Radiohead, The King of Limbs (2011) There was a time, not so long ago, when I was completely addicted to this album. I could not listen to anything else for three days or so. Along with In Rainbows, this is one of Radiohead's most unified albums—in texture, theme, flow, and general atmosphere. It's surprising that their most danceable album is also one of their most nourishing. The instrumentation is sparse, the production low-key, and the form meditative. Each track unfolds with a patient ease, without force, grounded by the supple line of Colin's base and the metronomic pace of Phil's beat. While Thom croons above, the middle ground is inhabited by images unresolved that come and go, alien and fleeting but profound in their imprint. This album is rather unfairly maligned. It’s detractors claim it to be cold and ineffective. But they miss the subtlety with which so much blooms from so little. There is plenty of life to be found in these supple forests.

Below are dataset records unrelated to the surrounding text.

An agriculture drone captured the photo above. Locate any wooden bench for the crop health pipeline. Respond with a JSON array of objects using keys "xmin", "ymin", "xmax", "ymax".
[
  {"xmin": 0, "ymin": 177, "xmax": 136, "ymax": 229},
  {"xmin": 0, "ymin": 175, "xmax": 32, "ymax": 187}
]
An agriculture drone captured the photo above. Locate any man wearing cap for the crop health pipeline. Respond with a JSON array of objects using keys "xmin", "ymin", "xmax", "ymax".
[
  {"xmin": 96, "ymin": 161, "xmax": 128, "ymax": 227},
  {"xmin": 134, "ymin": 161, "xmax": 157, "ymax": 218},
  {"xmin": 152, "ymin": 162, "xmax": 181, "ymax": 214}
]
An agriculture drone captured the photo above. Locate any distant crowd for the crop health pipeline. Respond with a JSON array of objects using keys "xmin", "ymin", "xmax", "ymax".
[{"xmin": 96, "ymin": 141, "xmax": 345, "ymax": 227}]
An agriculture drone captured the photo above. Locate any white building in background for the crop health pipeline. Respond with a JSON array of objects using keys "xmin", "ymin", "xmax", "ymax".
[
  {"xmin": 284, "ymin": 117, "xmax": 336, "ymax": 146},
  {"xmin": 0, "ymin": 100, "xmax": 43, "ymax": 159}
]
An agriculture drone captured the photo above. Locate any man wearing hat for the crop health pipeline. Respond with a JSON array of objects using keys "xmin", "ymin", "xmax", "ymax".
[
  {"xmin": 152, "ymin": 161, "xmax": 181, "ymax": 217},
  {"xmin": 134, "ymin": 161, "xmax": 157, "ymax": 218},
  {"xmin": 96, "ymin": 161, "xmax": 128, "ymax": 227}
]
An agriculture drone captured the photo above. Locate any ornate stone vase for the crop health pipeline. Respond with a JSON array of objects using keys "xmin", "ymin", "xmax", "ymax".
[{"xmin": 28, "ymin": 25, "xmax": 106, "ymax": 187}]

Bill Evans and Jim Hall, Undercurrent (1962) It's quite wonderful that two people can make such a world of sound entirely unto themselves. It's a fragile thing, and you can hear its fragility in the catching breaths lying here and there, in the sensitivity of the interplay between the two, and in the sense that without one the other would be nothing. Smaller ensembles are the ones that most inspire me to play. I want to be part of the creation of worlds like these, to inhabit them as they do, and to fill them with my own music, my own voice. I listen and I am comforted by the fact that beauty such as this is possible.
Yo La Tengo, I Can Hear the Heart Beating as One (1997) This album has appeared on my site before. Half a year ago (the last time I posted properly) I would have balked at the thought of writing about the same album twice because I saw it as a cheap way to fill up words by talking about something you’ve already talked about before. And writing’s meant to be hard, right? But I have changed since then. I could say the same thing about any arbitrary six month period in my life. When you change, the meanings of the things around you also change. The world changes to reflect a world of change in you. Six months ago I thought that “Autumn Sweater” was a perfect song. To me it represented feelings that I knew I had not understood yet, and yet I had idealised them to the point where they felt that they somehow belonged to me. Much of the music I listened to was like this. They were not my emotions, but I stole them anyway. “Autumn Sweater” is a love song, and I had stolen its love. To me it felt like vulnerability, like innocent desire, and like a warm blanket, and I thought, this must be what love is. Then I remembered that it wasn’t mine, and the loneliness came back, stronger than before. I would wonder what it would be like to feel like how the song feels, to feel as cosy in the embrace of another as I did in the embrace of the sound. I would wonder what it would be like to feel an affection for someone as pure as the affection in the music, and despair at the futility of finding her. But despite this there was sweetness in the bitterness, and this was why I thought it was a perfect song. I still think it’s a perfect song. So what is the difference between now and then? It’s that the love is now mine, and that there’s no more bitterness. It’s that I have found her.
Johannes Brahms, Clarinet Quintet, Op. 115 (1891) On my second day in Vienna the sky didn't know whether to rain or to snow. When I entered the main gates of the Zentralfriedhof it had decided on somewhere in between, and as the sleet coursed into my coat, Brahms's First coursed into my ears. I was in search of him. I found Beethoven first, and then Schubert, and I gave them time, thinking how fitting it was that they lay next to each other. Brahms was around the corner, obscured from the main clearing by a tree. In its shelter I stood before him. I listened to the last movement of his last orchestral work, the Finale-Passacaglia of the Fourth Symphony. I was deeply moved. I've probably spent more time listening to and playing his music than I have of any other composer, artist, or band. I've felt his music in my ears and under my fingers, in my breath and in my chest. I've read it like a novel, taken it like bread. And now, my eyes have lain where he lies.